A luta antirracista acaba tendo como pauta fundamental — e que prova seu potencial transformador — a defesa de um novo modelo de sociedade. Uma historia que sempre conto para explicar esse histórico é que, quando a Inglaterra decreta o fim do tráfico negreiro pelos mares, a fim de pressionar o Brasil a parar de transportar pessoas escravizadas, o Brasil adotou uma estratégia para burlar essa legislação.

Ela consistia em sempre que algum navio era fiscalizado, lançar ao mar os escravos com âncoras enroladas no pescoço. Milhares foram mortos nesse processo. Isso marcou a nossa história e o país nunca acertou as contas. Até hoje, tivemos pouquíssimas políticas públicas desenhadas com o objetivo de enfrentar esse racismo estrutural.

O movimento negro aponta que a sociedade brasileira tende a banalizar a violência policial. No seu entendimento, como outros atores da sociedade civil devem participar dessa reivindicação?

Em relação a esse tema, eu sempre ressalto que o movimento negro está presente em todos os momentos da nossa história na luta antirracista. Não é algo novo. Não há nenhum caso de repercussão do uso abusivo na força que não tenha contado com mobilização de setores do movimento negro.

Agora, vemos uma ascensão dessa luta em escala mundial, que tem ganhado cada vez mais visibilidade e engajamento de outros atores da sociedade civil organizada. Esse ganho de consciência para a população branca, em relação aos efeitos nefastos que a branquitude tem gerado no sistema racista, tem permitido uma discussão com potencial transformador da nossa sociedade.

É importante ressaltar que esse debate sempre encontrou resistência ao longo da história, mas hoje temos uma oportunidade grande para alertar que a sociedade só vai superar as marcas do racismo com o envolvimento dos brancos na discussão. E cada vez mais isso se ganha consciência e corpo.

Pensando de forma prática, o que é possível fazer para denunciar casos de violência policial?

Reforço sempre o papel de órgãos de controle, como as ouvidorias das policias. Isso foi fruto da luta da sociedade civil para ter um espaço de denúncia e de controle das forças policiais. Temos atualmente um ouvidor negro em São Paulo, que é algo muito representativo. Também tem o Ministério Público, que tem a obrigação constitucional de fazer esse controle externo, apesar das dificuldades.

Por último, cito o trabalho das organizações do terceiro setor que têm uma agenda contra a violência policial. Em São Paulo, por exemplo, a Conectas tem buscado contato com o governador [João Doria]. Já enviamos dois ofícios sobre a preocupação e as consequências da atual agenda das forças de segurança.

A pauta da reformulação das polícias também entrou em debate. Como isso funcionaria?

É o que tenho reforçado ao longo dessa conversa: padrão democrático exige o controle do uso da força. A sociedade precisa se questionar sobre a necessidade dessa militarização e se ela atende aos padrões democráticos que queremos atingir.
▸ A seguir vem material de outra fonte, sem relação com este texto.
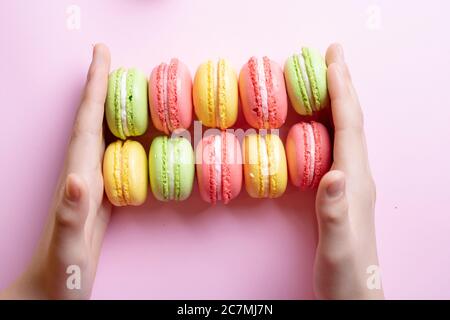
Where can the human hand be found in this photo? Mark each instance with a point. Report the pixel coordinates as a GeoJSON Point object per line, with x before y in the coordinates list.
{"type": "Point", "coordinates": [79, 213]}
{"type": "Point", "coordinates": [345, 202]}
Ou seja, chega um dado momento em que é preciso refletir se é saudável uma sociedade que investe tanto em proteção militar. Essa premissa pode nos levar a diversos campos de discussão, inclusive ao amadurecimento da população a um nível que se supere a necessidade do uso da força policial para controle social. Essa é a agenda que está posta em democracias avançadas.